The Wesley Centre, Canberra.
Performance on 3rd August 2023, reviewed by BILL STEPHENS
He took the stage through an enthusiastic welcoming ovation, then announced that, having checked the acoustic during the afternoon, he had decided to replace the Beethoven and Prokofiev sonatas, programmed for the first half of the program, with Bach and Chopin.
And so began the extraordinary Canberra recital by the winner of the 2023 Sydney International Piano Competition (The Sydney), Jeonghwan Kim.
Remarkably poised and astonishingly gifted, Jeonghwan Kim, who was born in Seoul, turned 23 during the early weeks of The Sydney. He began playing the piano at the age of six, but after winning numerous first prizes in national competitions was accepted into the Seoul Arts Center Academy for Young Talented Musician at age nine.
He moved to Berlin at age 11 to continue his studies there and since 2017 has been studying at the Hochschule for Musik Hanns Eisler under Professor Konrad Maria Engel, during which time he has given concerts in major halls in Berlin, Weimar, Hamburg and Aarhus and performed with the Konzerhaus Orchester Berlin and the Aarhus and Odense Symphony Orchestras.
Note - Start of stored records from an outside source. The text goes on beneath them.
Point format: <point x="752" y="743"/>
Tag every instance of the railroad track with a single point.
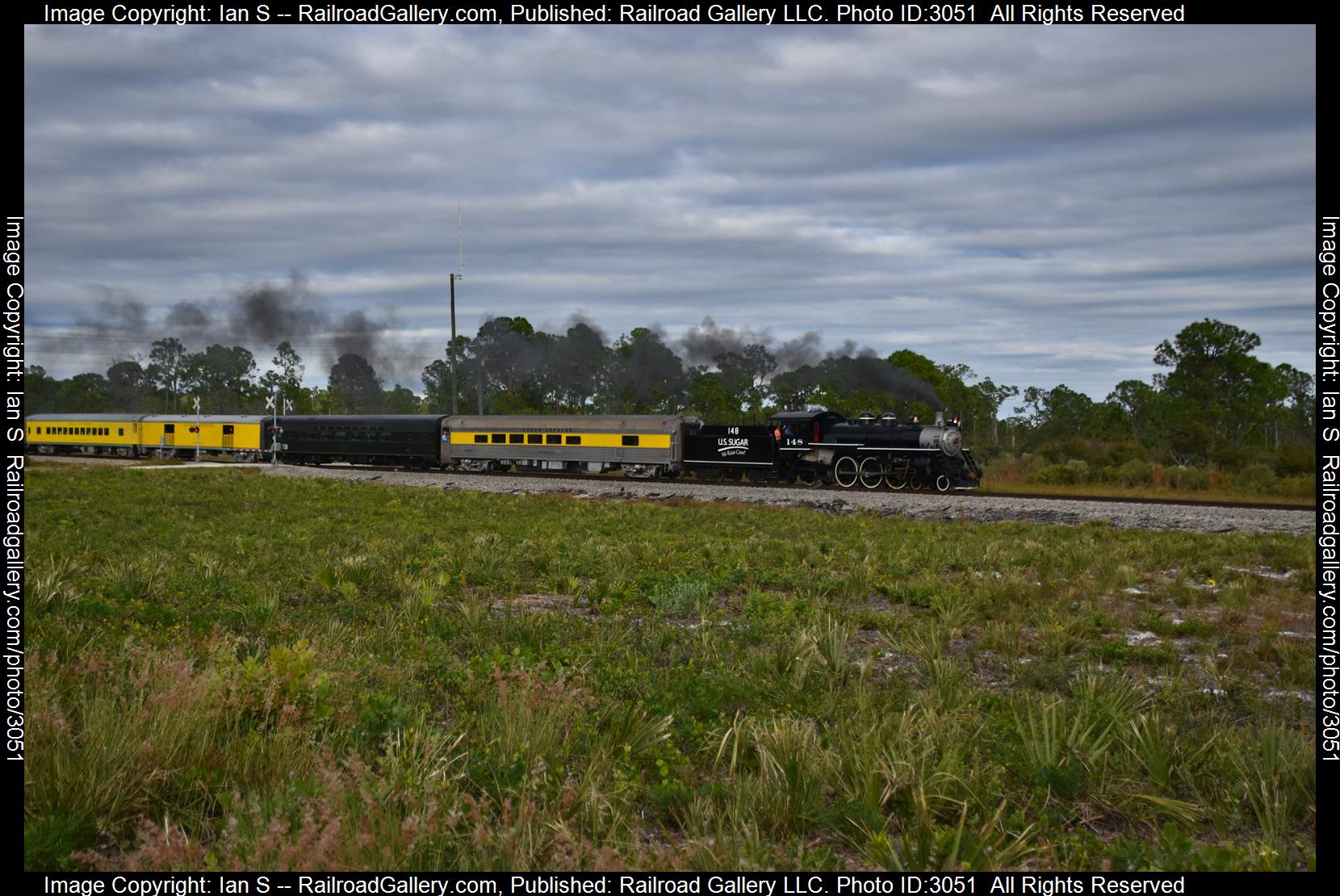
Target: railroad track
<point x="749" y="484"/>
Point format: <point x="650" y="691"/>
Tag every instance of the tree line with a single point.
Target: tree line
<point x="1214" y="404"/>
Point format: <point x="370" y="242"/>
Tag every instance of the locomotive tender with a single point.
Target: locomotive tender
<point x="806" y="446"/>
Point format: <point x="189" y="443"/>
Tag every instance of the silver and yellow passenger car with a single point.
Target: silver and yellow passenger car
<point x="83" y="433"/>
<point x="642" y="446"/>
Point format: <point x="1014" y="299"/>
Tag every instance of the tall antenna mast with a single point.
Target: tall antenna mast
<point x="453" y="278"/>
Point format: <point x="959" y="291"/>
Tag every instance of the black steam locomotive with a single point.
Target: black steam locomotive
<point x="794" y="446"/>
<point x="822" y="446"/>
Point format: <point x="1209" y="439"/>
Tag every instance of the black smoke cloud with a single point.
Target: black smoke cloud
<point x="189" y="318"/>
<point x="275" y="312"/>
<point x="115" y="312"/>
<point x="702" y="343"/>
<point x="267" y="314"/>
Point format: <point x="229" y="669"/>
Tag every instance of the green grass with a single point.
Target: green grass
<point x="228" y="670"/>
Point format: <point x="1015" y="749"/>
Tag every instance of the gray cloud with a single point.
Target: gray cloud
<point x="1041" y="204"/>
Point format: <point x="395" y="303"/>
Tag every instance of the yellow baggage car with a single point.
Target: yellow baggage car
<point x="177" y="436"/>
<point x="146" y="434"/>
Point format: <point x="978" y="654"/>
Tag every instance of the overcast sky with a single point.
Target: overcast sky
<point x="1041" y="204"/>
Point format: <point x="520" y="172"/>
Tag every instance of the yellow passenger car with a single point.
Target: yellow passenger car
<point x="83" y="433"/>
He beat off pianists from sixteen countries to win The Sydney, for which he pocketed $50,000 in prize money, as well as a whirlwind six-city national tour, of which this Canberra concert was part.
His choice of the Bach “Prelude and Fugue in A Minor” to commence his recital seemed remarkably appropriate given that the section of the Wesley Centre in which the recital was being presented is also a church.
The music sat easily under his fingers and his virtuosity was immediately obvious, every note heard, even in the fastest passages, creating an impression that he was using the intricacies of the composition to familiarise himself with his instrument.
By the Chopin “Piano Sonata No. 3” which followed, he was in full flight, using the stormy introductory chords and filigree to galvanise his audience, before launching into the dreamy, almost nocturne-like, Largo, then leaving them cheering at his brilliance as he left the stage following its mighty conclusion.
Returning after interval he changed mood completely with a superbly phrased interpretation of the four contrasting character pieces of Robert Schumann’s “4 Nachstucke Op.23”. Then some more Chopin, this time, his “Berceuse in D flat Major, Op.57.
However it was his awe-inspiring rendition of Messiaen’s hideously difficult “Regard de l’Esprit de Joie” from “Vingt Regards sur l’Enfant-Jesus” that made this a concert performance which few who experienced it are likely to forget.
Kim attacked the frightening complexity of the work with almost demonic zeal. Thrashing up and down the keyboard, he scattered discordinance with stunning abandon and mesmerising accuracy, until finally, jumping up from the piano, he ran from the stage, in an exciting display of showmanship, leaving his astonished audience cheering.
But, of course there was an encore, and with another display of showmanship, Kim left his audience charmed with a sublime rendition of Chopin’s “Etude No.1, Op.25”, which, after the Messiaen, was like pouring balm over a wound.